This is a more general method to measure the importance of a feature.
We basically replace the values with “noise” to see how much performance has been deteriorated.

  • (#) The SciKit Learn’s function which automates the process is permutation_importance().

  • (#) This is highly time consuming operation.
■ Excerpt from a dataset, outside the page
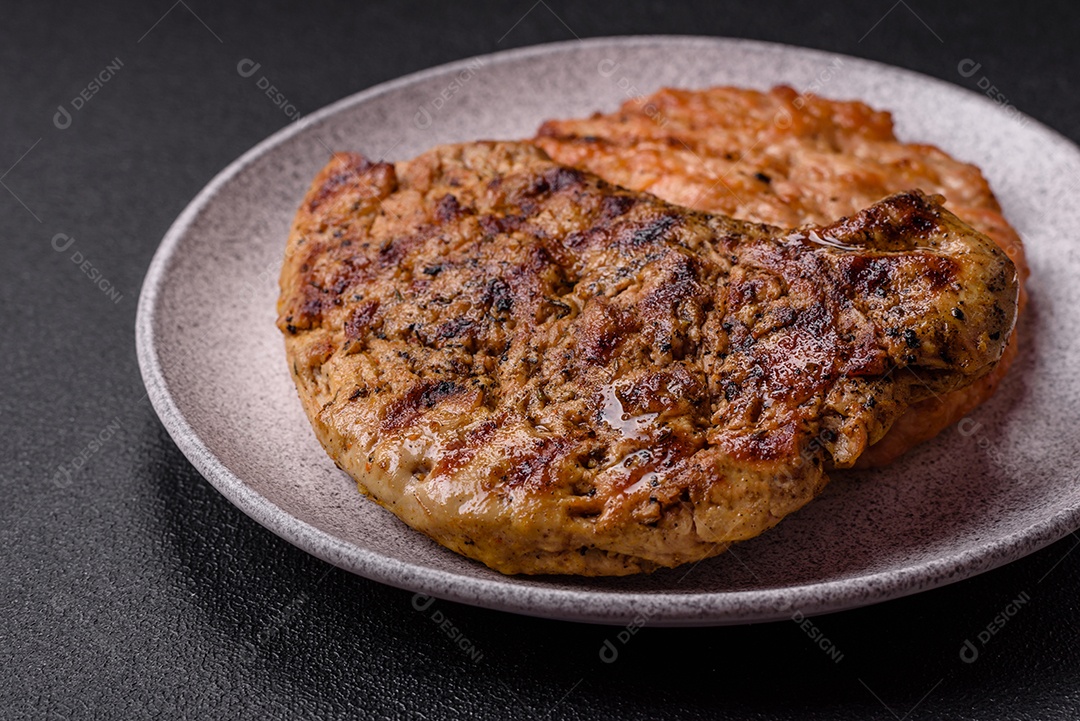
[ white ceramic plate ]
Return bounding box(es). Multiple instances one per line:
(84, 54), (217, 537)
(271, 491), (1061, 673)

Hence the speed of decision trees based methods creates a synergy.

  • (#) The importance is strongly linked to the estimator in use.

# Test Permutations
oFeatImpPermTrain = permutation_importance(oRndForestsCls, dfXTrain, dsYTrain, n_repeats = numRepeats)
oFeatImpPermTest  = permutation_importance(oRndForestsCls, dfXTest, dsYTest, n_repeats = numRepeats)
# Generate Data Frame

dT = {'Feature': [], 'Importance': [], 'Data': []}

for (dataName, mScore) in [('Train', oFeatImpPermTrain.importances), ('Test', oFeatImpPermTest.importances)]:
    for ii, featName in enumerate(dfX.columns):
        for jj in range(numRepeats):
            dT['Feature'].append(featName)
            dT['Importance'].append(mScore[ii, jj])
            dT['Data'].append(dataName)

dfFeatImpPerm = pd.DataFrame(dT)
dfFeatImpPerm
Feature Importance Data
0 pclass 0.078491 Train
1 pclass 0.075433 Train
2 pclass 0.076453 Train
3 pclass 0.089704 Train
4 pclass 0.082569 Train
... ... ... ...
895 embarked_S 0.021341 Test
896 embarked_S 0.018293 Test
897 embarked_S 0.018293 Test
898 embarked_S 0.015244 Test
899 embarked_S 0.018293 Test

900 rows × 3 columns

# Plot Results
hF, hA = plt.subplots(figsize = (12, 8))
sns.boxplot(data = dfFeatImpPerm, x = 'Feature', y = 'Importance', hue = 'Data', ax = hA)

plt.show()
../../../../_images/456ebe869093aa63adb98028616d6f8b5a774dbc9bcc50f3337e081adc070481.png
  • (@) Try extracting better results by using the dropped features.